Joseph Brodsky
Joseph Brodsky was born in Leningrad on May 24, 1940. He left school at the age of fifteen, taking jobs in a morgue, a mill, a ship’s boiler room, and a geological expedition. During this time, Brodsky taught himself English and Polish and began writing poetry.
Brodsky was exiled from the Soviet Union in 1972 after serving eighteen months of a five-year sentence in a labor camp in northern Russia. According to Brodsky, literature turned his life around. “I was a normal Soviet boy,” he said. “I could have become a man of the system. But something turned me upside down: [Fyodor Dostoevsky’s] Notes from the Underground. I realized what I am. That I am bad.”
Before leaving the Soviet Union, Brodsky studied with the beloved Russian poet Anna Akhmatova. After his exile, he moved to America, where he made homes in both Brooklyn and Massachusetts.

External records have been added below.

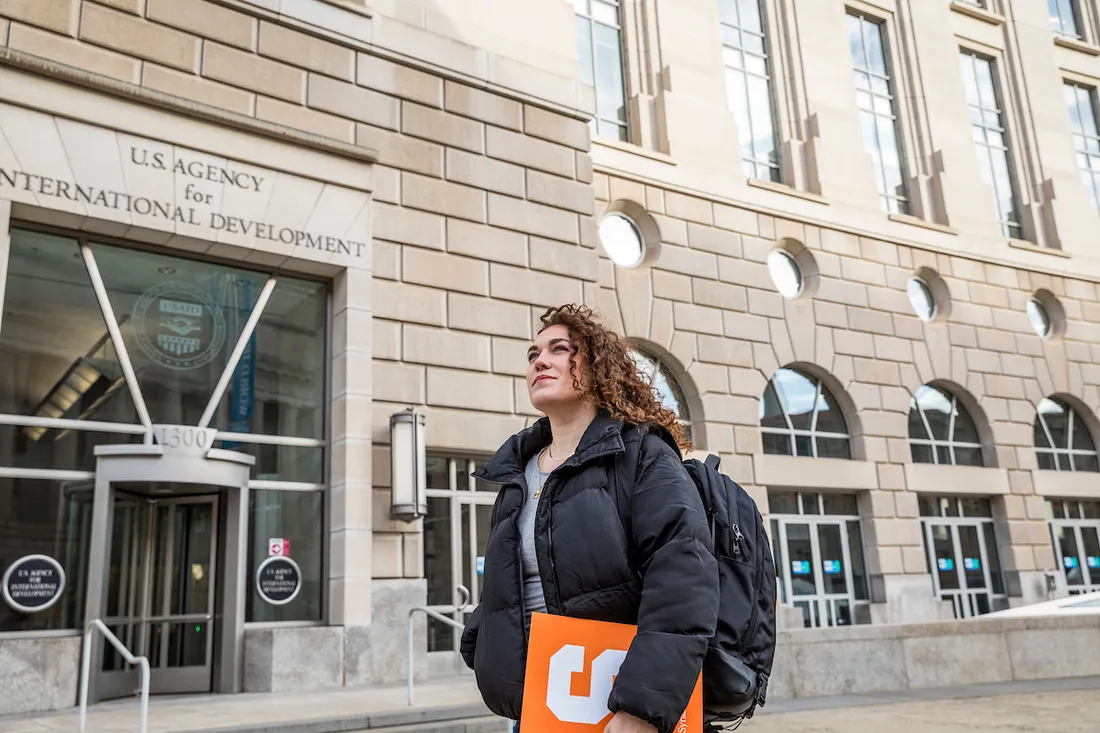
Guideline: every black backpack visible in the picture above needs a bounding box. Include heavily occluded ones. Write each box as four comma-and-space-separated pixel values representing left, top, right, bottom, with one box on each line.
684, 454, 777, 729
613, 433, 778, 728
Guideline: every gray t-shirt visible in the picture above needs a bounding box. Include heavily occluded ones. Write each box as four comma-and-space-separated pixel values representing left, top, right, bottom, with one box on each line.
520, 452, 549, 624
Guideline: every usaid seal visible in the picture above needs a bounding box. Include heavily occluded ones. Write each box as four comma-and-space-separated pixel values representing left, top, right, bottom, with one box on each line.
256, 556, 301, 606
132, 282, 227, 370
2, 555, 66, 614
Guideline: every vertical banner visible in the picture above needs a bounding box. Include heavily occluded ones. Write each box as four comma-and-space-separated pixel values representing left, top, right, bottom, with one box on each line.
224, 278, 256, 448
520, 614, 702, 732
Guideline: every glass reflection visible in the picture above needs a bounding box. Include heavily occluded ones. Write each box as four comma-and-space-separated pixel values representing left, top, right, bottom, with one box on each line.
246, 491, 323, 622
90, 242, 267, 427
632, 349, 691, 439
0, 231, 328, 481
575, 0, 628, 141
1035, 397, 1100, 472
847, 12, 908, 214
0, 231, 142, 470
0, 477, 93, 632
960, 51, 1021, 239
774, 369, 815, 430
908, 385, 984, 467
760, 368, 851, 459
1065, 83, 1100, 210
1049, 0, 1080, 37
721, 0, 780, 182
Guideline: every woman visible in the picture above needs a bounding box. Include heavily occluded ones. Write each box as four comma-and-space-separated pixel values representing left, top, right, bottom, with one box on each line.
461, 304, 719, 733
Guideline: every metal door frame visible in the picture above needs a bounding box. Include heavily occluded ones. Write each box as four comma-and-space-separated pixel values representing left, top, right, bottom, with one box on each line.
98, 494, 220, 699
774, 517, 862, 628
1050, 519, 1100, 595
424, 457, 495, 670
82, 441, 254, 703
923, 518, 998, 619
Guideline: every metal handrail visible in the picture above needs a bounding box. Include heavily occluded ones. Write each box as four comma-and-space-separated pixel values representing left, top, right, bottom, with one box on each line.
407, 585, 471, 705
79, 619, 150, 733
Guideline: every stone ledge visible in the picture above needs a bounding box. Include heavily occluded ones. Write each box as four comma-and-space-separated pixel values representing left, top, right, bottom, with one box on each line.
749, 177, 829, 205
1008, 239, 1072, 259
768, 614, 1100, 700
904, 463, 1011, 496
948, 1, 1005, 26
888, 213, 956, 235
1032, 469, 1100, 498
1055, 34, 1100, 56
754, 453, 879, 491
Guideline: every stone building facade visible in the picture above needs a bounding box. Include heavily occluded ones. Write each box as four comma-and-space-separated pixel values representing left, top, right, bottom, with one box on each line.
0, 0, 1098, 715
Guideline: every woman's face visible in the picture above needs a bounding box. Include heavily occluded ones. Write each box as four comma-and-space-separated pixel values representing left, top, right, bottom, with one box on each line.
527, 324, 589, 413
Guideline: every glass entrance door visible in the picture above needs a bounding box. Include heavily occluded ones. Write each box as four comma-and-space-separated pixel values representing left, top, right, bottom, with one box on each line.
1048, 500, 1100, 595
775, 521, 864, 627
919, 496, 1006, 619
99, 493, 218, 698
769, 491, 870, 628
424, 456, 495, 673
1051, 524, 1100, 594
924, 521, 999, 618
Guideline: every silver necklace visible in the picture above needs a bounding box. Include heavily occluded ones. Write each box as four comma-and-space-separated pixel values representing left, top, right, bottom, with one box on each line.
534, 446, 560, 499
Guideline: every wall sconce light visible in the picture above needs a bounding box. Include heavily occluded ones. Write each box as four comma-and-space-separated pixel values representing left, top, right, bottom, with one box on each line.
389, 408, 427, 522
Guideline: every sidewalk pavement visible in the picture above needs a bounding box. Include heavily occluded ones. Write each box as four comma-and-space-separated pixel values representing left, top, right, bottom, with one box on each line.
752, 685, 1099, 732
1, 674, 1097, 733
0, 676, 488, 733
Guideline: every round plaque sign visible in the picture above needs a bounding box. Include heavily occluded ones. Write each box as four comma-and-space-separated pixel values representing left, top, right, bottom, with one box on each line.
132, 281, 227, 371
256, 556, 301, 606
2, 555, 66, 614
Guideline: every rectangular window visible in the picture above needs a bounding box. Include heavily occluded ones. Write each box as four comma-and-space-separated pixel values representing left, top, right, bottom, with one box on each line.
720, 0, 780, 182
1066, 82, 1100, 209
574, 0, 629, 142
959, 51, 1023, 239
847, 12, 909, 214
1049, 0, 1081, 38
958, 0, 987, 8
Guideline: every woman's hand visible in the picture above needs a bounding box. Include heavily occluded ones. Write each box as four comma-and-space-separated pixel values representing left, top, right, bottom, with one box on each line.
603, 711, 657, 733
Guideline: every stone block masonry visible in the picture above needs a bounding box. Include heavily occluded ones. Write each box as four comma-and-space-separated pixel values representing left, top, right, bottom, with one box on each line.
2, 0, 1100, 705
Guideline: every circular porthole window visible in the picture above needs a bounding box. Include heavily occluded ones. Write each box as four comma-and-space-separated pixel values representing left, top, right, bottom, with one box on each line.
767, 249, 804, 298
598, 213, 645, 268
907, 277, 936, 321
1027, 297, 1053, 338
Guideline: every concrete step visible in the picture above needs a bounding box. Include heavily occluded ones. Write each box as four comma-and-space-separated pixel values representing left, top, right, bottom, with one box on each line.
356, 718, 507, 733
195, 703, 508, 733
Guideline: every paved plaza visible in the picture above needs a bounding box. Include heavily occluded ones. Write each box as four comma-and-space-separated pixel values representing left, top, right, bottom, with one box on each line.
753, 686, 1100, 732
0, 676, 1096, 733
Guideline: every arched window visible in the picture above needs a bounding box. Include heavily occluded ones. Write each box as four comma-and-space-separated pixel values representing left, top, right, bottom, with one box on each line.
632, 349, 692, 439
1035, 398, 1100, 472
908, 385, 984, 467
759, 368, 851, 459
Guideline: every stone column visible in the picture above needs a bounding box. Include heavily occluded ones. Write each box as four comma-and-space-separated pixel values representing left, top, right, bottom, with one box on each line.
0, 199, 10, 340
327, 256, 376, 691
996, 470, 1057, 607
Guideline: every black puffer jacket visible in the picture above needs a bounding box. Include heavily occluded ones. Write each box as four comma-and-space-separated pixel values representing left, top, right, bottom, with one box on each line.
460, 412, 719, 732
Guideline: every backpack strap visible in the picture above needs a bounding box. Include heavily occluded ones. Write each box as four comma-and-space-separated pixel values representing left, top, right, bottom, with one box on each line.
609, 423, 654, 580
704, 454, 721, 471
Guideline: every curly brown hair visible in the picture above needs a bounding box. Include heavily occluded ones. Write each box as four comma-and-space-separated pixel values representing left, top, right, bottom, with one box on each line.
538, 304, 692, 453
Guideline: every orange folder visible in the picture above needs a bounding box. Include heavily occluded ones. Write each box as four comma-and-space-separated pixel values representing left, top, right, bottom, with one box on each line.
520, 613, 703, 732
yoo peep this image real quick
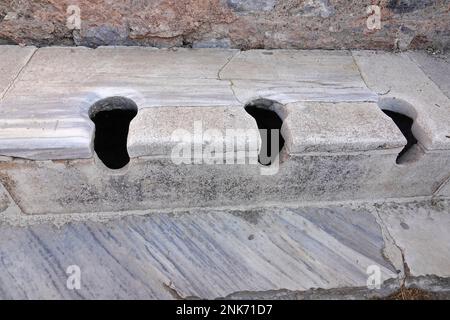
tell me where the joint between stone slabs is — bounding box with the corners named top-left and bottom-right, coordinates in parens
top-left (228, 79), bottom-right (244, 104)
top-left (405, 51), bottom-right (449, 100)
top-left (350, 50), bottom-right (373, 95)
top-left (0, 195), bottom-right (440, 228)
top-left (218, 277), bottom-right (402, 300)
top-left (217, 50), bottom-right (241, 80)
top-left (432, 172), bottom-right (450, 197)
top-left (0, 47), bottom-right (38, 102)
top-left (371, 208), bottom-right (406, 281)
top-left (0, 180), bottom-right (23, 216)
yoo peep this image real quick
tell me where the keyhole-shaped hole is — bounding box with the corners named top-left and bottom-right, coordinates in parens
top-left (89, 97), bottom-right (138, 169)
top-left (245, 101), bottom-right (285, 166)
top-left (382, 109), bottom-right (418, 164)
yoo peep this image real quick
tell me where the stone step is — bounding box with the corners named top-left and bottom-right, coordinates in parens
top-left (0, 46), bottom-right (449, 214)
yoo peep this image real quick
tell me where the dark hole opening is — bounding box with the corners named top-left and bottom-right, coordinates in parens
top-left (89, 97), bottom-right (138, 170)
top-left (245, 104), bottom-right (285, 166)
top-left (382, 109), bottom-right (418, 164)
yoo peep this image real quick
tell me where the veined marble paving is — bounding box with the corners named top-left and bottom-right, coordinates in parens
top-left (0, 204), bottom-right (399, 299)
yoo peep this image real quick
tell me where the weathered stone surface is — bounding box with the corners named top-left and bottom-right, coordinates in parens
top-left (352, 50), bottom-right (450, 151)
top-left (283, 102), bottom-right (406, 154)
top-left (0, 47), bottom-right (241, 160)
top-left (0, 47), bottom-right (379, 160)
top-left (405, 276), bottom-right (450, 298)
top-left (0, 45), bottom-right (35, 98)
top-left (226, 0), bottom-right (277, 13)
top-left (3, 145), bottom-right (450, 215)
top-left (0, 47), bottom-right (450, 214)
top-left (376, 200), bottom-right (450, 278)
top-left (222, 50), bottom-right (378, 104)
top-left (0, 183), bottom-right (9, 213)
top-left (0, 1), bottom-right (449, 50)
top-left (230, 79), bottom-right (378, 105)
top-left (21, 47), bottom-right (238, 81)
top-left (221, 50), bottom-right (360, 82)
top-left (436, 175), bottom-right (450, 197)
top-left (127, 106), bottom-right (260, 159)
top-left (407, 51), bottom-right (450, 99)
top-left (0, 199), bottom-right (448, 299)
top-left (0, 204), bottom-right (398, 299)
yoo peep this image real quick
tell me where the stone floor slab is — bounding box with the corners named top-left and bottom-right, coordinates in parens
top-left (0, 204), bottom-right (398, 299)
top-left (376, 201), bottom-right (450, 279)
top-left (407, 51), bottom-right (450, 99)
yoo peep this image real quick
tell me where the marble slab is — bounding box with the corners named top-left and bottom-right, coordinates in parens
top-left (230, 79), bottom-right (378, 105)
top-left (407, 51), bottom-right (450, 99)
top-left (376, 201), bottom-right (450, 278)
top-left (220, 50), bottom-right (363, 82)
top-left (0, 78), bottom-right (239, 160)
top-left (283, 102), bottom-right (406, 154)
top-left (0, 46), bottom-right (36, 98)
top-left (2, 47), bottom-right (448, 161)
top-left (0, 47), bottom-right (378, 160)
top-left (222, 50), bottom-right (378, 104)
top-left (127, 106), bottom-right (260, 159)
top-left (352, 50), bottom-right (450, 151)
top-left (0, 204), bottom-right (398, 299)
top-left (19, 46), bottom-right (238, 81)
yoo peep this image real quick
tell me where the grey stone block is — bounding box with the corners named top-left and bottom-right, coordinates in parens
top-left (127, 106), bottom-right (260, 160)
top-left (283, 102), bottom-right (406, 154)
top-left (0, 47), bottom-right (449, 214)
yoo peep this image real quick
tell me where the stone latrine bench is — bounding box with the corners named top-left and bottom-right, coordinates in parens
top-left (0, 46), bottom-right (449, 214)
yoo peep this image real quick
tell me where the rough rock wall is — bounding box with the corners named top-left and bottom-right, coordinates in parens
top-left (0, 0), bottom-right (449, 50)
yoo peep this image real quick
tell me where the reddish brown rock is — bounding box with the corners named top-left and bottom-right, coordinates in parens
top-left (0, 0), bottom-right (449, 50)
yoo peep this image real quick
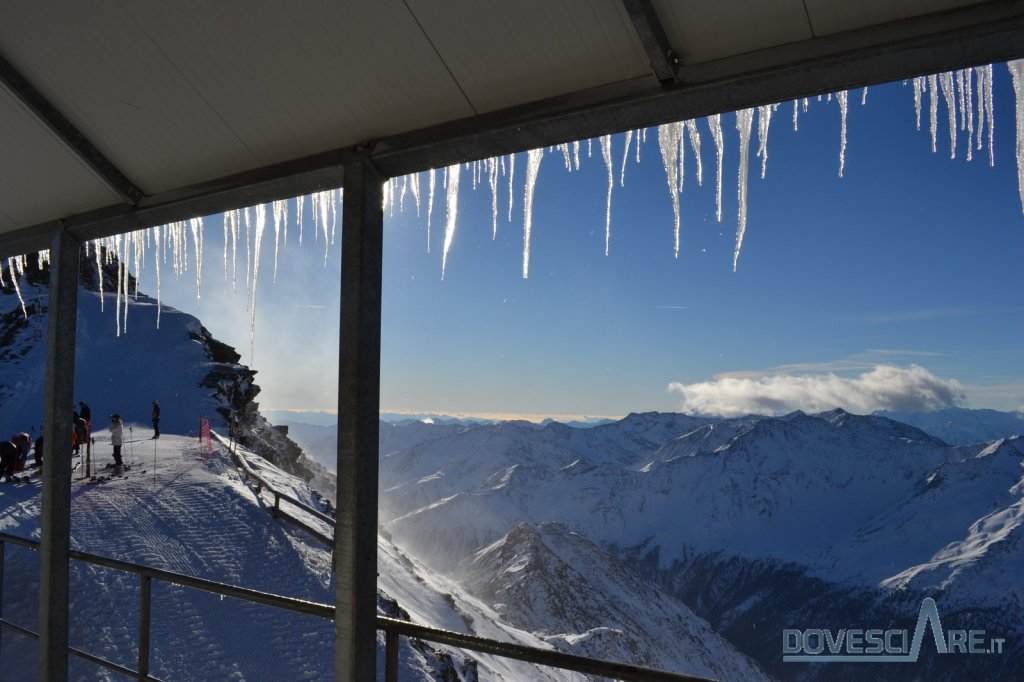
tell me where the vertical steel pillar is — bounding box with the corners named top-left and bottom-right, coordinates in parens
top-left (335, 157), bottom-right (383, 681)
top-left (39, 227), bottom-right (80, 682)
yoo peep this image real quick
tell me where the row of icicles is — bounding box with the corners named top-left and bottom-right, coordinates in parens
top-left (2, 62), bottom-right (1023, 358)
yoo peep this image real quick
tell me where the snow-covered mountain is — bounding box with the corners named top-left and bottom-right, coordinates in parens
top-left (0, 250), bottom-right (327, 487)
top-left (381, 409), bottom-right (1024, 680)
top-left (876, 406), bottom-right (1024, 445)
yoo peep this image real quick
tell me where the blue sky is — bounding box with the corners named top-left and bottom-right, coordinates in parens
top-left (133, 68), bottom-right (1024, 420)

There, according to fellow poet Seamus Heaney, he lived “frugally, industriously, and in a certain amount of solitude.”
Celebrated as the greatest Russian poet of his generation, Brodsky authored nine volumes of poetry, as well as several collections of essays, and received the Nobel Prize for Literature in 1987. His first book of poetry in English translation appeared in 1973.
In addition to teaching positions at Columbia University and Mount Holyoke College, where he taught for fifteen years, Brodsky served as poet laureate of the United States from 1991 to 1992. In 1993, he collaborated with Andrew Carroll to found the American Poetry & Literacy Project, a not-for-profit organization devoted to making poetry a more central part of American culture, “as ubiquitous,” in Brodsky’s words, “as the nature that surrounds us, and from which poetry derives many of its similes; or as ubiquitous as gas stations, if not as cars themselves.”
Joseph Brodsky died on January 28, 1996, of a heart attack in his Brooklyn apartment.